An example .rect file is shown below:

bbox 0 0 24 72
rect in[0] polysilicon 15 2 16 5
rect in[0] polysilicon 13 6 15 8
rect out ndiffusion 19 24 20 27
rect # polysilicon 13 65 15 67
rect in[0] polysilicon 13 28 15 35
outrect out m1 19 24 21 27
outrect out m1 18 28 21 30
inrect in[0] m2 11 1 16 2
inrect in[0] m2 15 2 16 5
...

The file begins with the bounding box (bbox) directive. The four numbers are integer coordinates (in units of the layout scale factor), and the four-tuple corresponds to the lower left x-coordinate, lower left y-coordinate, upper right x-coordinate, and upper right y-coordinate. The rest of the file contains rectangle definitions.

An inrect is a rectangle corresponding to an input pin, and an outrect corresponds to an output pin, while a rect is just paint to be drawn. Note that inrect and outrect are optional; they could also be simply specified as rect directives, but are useful as hints in terms of specifying which pins correspond to inputs v/s outputs.
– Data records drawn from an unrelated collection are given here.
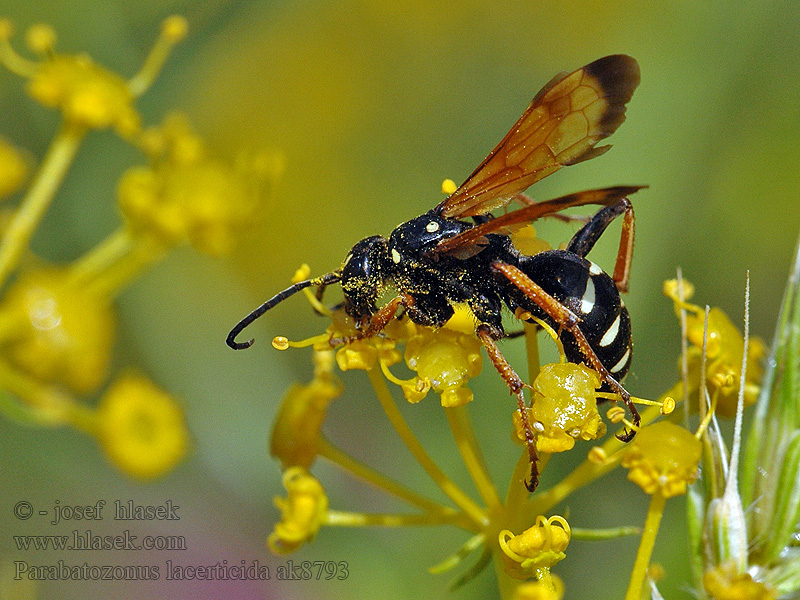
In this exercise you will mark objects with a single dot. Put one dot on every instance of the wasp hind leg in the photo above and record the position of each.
(586, 237)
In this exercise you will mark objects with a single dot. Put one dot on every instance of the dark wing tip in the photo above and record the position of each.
(618, 76)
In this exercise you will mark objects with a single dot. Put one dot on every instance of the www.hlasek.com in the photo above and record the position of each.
(221, 571)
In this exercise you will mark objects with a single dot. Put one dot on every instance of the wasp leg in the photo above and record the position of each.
(377, 322)
(568, 320)
(487, 335)
(583, 241)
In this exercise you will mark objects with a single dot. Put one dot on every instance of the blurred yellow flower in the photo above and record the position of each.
(185, 195)
(303, 511)
(141, 427)
(87, 94)
(445, 360)
(56, 331)
(13, 169)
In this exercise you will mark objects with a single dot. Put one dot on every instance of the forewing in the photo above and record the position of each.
(467, 243)
(560, 127)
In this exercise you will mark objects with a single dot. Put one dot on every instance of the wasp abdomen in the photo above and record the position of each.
(591, 294)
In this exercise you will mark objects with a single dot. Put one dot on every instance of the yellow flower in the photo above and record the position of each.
(535, 549)
(297, 430)
(663, 457)
(185, 195)
(539, 590)
(303, 511)
(57, 332)
(724, 352)
(724, 583)
(444, 359)
(13, 169)
(563, 407)
(87, 94)
(141, 428)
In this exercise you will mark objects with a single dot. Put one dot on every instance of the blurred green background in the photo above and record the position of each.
(373, 104)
A rectangle specifier (rect, inrect, or outrect) has an optional signal name (# means that there is no label directly attached to the rectangle), followed by the drawing layer name (from layout.conf), and followed by the coordinates for the rectangle. Even if a rectangle does not have a label, it may be electrically connected to another rectangle that has a label. If two rectangles are connected to each other electrically and have different labels, this is reported as an error.
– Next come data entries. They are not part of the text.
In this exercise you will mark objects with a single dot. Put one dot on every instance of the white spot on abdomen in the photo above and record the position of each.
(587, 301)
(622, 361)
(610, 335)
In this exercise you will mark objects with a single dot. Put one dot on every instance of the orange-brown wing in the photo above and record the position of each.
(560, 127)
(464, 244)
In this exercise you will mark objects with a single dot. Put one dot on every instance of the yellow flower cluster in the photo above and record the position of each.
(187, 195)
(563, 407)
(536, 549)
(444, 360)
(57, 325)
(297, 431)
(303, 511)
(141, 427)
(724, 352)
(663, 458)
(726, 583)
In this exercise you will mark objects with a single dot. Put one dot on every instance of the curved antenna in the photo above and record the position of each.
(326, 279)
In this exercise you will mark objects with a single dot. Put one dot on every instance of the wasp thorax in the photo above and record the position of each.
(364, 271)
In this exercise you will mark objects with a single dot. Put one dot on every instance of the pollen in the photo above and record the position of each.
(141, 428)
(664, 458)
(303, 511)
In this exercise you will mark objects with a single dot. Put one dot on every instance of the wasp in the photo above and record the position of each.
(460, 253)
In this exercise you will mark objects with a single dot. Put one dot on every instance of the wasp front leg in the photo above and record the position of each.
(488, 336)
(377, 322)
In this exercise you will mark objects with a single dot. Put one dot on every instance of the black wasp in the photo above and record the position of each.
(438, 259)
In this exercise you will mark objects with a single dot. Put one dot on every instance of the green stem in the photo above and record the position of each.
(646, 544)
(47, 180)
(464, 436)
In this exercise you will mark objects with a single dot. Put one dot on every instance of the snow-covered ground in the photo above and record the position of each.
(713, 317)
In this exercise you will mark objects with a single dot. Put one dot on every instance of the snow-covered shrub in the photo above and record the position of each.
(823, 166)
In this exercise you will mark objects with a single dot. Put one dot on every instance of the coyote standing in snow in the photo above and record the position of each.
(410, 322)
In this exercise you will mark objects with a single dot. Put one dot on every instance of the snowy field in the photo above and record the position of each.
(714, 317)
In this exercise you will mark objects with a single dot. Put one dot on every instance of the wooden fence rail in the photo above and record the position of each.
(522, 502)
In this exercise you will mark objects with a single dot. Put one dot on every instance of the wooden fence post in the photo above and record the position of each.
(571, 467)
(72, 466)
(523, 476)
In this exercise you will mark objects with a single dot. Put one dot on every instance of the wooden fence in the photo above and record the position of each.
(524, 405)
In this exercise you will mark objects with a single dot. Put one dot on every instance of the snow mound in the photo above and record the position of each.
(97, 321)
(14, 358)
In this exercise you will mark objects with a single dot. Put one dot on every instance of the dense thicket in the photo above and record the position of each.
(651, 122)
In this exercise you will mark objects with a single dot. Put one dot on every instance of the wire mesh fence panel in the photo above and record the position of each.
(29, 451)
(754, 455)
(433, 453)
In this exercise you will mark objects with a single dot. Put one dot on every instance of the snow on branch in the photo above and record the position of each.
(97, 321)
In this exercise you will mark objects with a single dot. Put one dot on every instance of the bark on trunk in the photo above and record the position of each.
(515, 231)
A rectangle can be followed by an optional string that is left, center, or right. This is simply a hint that says this diffusion region has a transistor to the left only, to the right only, or on both sides. (A cell is drawn with vertical polysilicon.)

Coordinate system

The coordinate system used by rectangles in this file are designed to work directly with magic's box command. In the magic layout editor, a box specified by

:box 0 0 10 20

is of size 10 by 20 units. If we view a box as a collection of 1 by 1 pixels, then this box occupies pixels starting from (0,0) to (9,19). All rects must be non-overlapping on their respective layers. Note that transistors, diffusion, and poly are all viewed as the same layer.

Bounding box

This bounding box corresponds to the place and route boundary for the cell. Note that this is for convenience only; this box is automatically re-computed by the ACT layout library based on the geometry of the cell. The .rect file reader used by the ACT layout flow ignores this line.
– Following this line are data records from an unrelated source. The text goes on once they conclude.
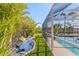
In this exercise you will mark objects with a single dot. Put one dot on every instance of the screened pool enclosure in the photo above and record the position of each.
(62, 26)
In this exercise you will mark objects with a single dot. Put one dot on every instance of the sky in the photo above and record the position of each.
(39, 11)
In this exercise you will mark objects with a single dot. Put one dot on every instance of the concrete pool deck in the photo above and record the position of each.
(58, 49)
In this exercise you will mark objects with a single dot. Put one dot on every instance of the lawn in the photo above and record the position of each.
(41, 48)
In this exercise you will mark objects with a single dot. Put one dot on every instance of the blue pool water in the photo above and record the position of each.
(68, 46)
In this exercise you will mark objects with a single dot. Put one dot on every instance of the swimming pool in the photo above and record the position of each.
(68, 46)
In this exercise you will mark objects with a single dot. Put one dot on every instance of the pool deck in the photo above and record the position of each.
(59, 50)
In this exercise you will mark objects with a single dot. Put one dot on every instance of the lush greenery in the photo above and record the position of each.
(14, 23)
(41, 48)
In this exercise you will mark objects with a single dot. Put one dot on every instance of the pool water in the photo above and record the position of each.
(68, 46)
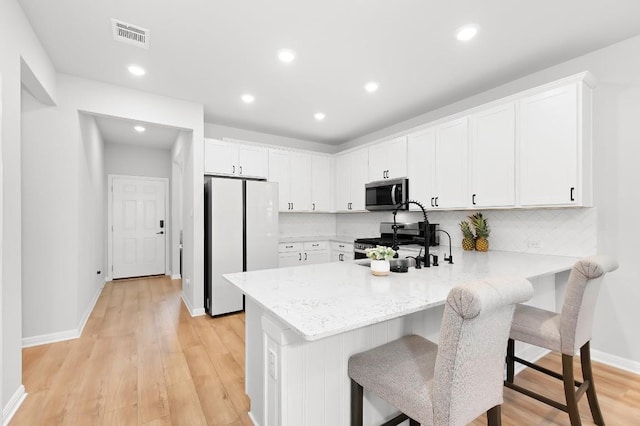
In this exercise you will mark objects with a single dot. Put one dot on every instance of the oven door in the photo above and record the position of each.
(386, 194)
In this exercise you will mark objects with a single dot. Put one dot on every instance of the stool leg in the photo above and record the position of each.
(356, 404)
(510, 361)
(494, 417)
(570, 390)
(587, 375)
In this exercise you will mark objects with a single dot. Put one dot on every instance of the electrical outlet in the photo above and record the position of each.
(273, 360)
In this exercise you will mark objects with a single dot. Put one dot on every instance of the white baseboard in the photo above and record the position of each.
(253, 420)
(616, 361)
(67, 334)
(13, 404)
(193, 312)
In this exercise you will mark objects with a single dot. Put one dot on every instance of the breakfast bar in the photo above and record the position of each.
(303, 323)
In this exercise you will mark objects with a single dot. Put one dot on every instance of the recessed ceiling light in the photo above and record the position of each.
(286, 55)
(371, 86)
(137, 70)
(467, 32)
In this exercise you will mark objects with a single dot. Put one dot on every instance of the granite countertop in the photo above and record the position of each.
(318, 301)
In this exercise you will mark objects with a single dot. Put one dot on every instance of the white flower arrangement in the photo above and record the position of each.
(380, 253)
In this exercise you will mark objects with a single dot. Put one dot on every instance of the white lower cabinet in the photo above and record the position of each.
(302, 253)
(341, 252)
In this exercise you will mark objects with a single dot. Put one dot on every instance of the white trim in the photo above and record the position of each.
(61, 336)
(616, 361)
(253, 420)
(193, 312)
(13, 404)
(168, 225)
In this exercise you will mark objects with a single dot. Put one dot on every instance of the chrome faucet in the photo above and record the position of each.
(427, 233)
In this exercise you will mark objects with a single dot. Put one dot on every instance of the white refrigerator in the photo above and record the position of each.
(241, 234)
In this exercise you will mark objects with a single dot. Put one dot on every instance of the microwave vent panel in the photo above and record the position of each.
(130, 34)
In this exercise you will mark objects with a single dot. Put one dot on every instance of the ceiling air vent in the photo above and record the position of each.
(130, 34)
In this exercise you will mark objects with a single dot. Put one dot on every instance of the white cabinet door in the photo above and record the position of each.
(452, 146)
(253, 161)
(549, 125)
(314, 257)
(321, 183)
(359, 177)
(421, 167)
(388, 160)
(279, 172)
(493, 161)
(300, 181)
(342, 183)
(220, 158)
(289, 259)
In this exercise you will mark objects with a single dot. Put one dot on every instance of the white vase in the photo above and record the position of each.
(380, 267)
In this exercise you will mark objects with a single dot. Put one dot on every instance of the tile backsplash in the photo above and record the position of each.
(560, 231)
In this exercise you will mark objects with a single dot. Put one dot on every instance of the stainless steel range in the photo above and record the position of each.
(408, 233)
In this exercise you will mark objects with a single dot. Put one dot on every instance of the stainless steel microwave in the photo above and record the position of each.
(386, 194)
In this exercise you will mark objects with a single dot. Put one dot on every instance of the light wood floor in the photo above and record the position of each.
(143, 360)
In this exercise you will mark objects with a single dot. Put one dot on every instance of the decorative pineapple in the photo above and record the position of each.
(482, 231)
(468, 240)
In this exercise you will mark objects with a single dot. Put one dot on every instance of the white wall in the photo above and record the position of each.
(616, 152)
(217, 131)
(18, 45)
(177, 191)
(63, 142)
(92, 216)
(137, 161)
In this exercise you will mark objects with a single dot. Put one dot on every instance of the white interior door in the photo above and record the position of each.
(139, 226)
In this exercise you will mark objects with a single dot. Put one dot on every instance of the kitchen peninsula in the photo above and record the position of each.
(302, 323)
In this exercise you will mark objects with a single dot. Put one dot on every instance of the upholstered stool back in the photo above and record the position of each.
(468, 376)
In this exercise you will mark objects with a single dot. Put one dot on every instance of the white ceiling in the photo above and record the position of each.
(212, 52)
(120, 131)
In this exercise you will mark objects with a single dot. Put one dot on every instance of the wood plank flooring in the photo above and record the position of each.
(143, 360)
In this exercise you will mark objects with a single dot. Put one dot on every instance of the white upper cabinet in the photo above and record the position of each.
(451, 168)
(292, 171)
(421, 167)
(235, 159)
(493, 157)
(388, 160)
(554, 147)
(352, 173)
(321, 183)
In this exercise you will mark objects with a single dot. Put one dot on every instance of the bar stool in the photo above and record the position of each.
(565, 333)
(456, 381)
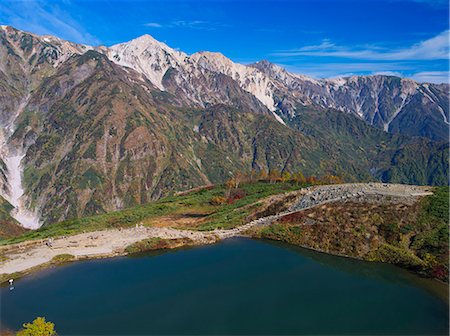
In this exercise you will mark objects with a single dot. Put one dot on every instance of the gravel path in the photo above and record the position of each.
(27, 255)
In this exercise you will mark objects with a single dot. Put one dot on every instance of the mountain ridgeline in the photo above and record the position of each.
(98, 129)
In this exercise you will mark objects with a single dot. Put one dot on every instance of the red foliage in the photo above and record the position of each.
(295, 217)
(235, 194)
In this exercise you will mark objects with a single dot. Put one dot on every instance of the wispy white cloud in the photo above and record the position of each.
(435, 48)
(189, 24)
(45, 18)
(153, 25)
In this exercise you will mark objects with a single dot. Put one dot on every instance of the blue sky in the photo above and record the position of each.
(320, 38)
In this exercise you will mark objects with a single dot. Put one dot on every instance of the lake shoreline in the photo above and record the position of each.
(443, 295)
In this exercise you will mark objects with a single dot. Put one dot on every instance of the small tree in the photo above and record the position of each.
(274, 176)
(38, 328)
(286, 177)
(299, 177)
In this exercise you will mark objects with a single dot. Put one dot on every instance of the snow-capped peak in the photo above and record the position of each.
(147, 56)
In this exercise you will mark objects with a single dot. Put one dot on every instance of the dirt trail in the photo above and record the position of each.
(24, 256)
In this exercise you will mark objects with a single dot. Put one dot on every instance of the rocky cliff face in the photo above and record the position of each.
(396, 105)
(89, 130)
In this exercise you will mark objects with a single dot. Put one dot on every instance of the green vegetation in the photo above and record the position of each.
(39, 327)
(62, 258)
(225, 215)
(414, 236)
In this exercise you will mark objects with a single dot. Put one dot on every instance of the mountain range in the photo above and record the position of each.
(88, 130)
A user-specified place and route boundary and bounding box can be specified using the sbox directive. This has the same syntax as bbox, except it is used to override the bounding box computation within the ACT library.

Abutment and attributes

The layout library has support for manipulating layout. To aid in this, a .rect file can include information about how one cell can be abutted with another during procedural layout generation. A special layer name called $align is reserved for this purpose.

rect # $align 2 2 8 8

This means that the box used for abutting this cell with another has the specified coordinates.

rect $l:name1 $align 2 2 2 2

This means that a left edge alignment marker called name1 is located at the specified coordintes.

rect $r:name2 $align 2 8 2 8

This means that a right edge alignment marker called name2 is located at the specified coordinates.

Similarly, $t: and $b: prefixes are used for top and bottom alignment markers.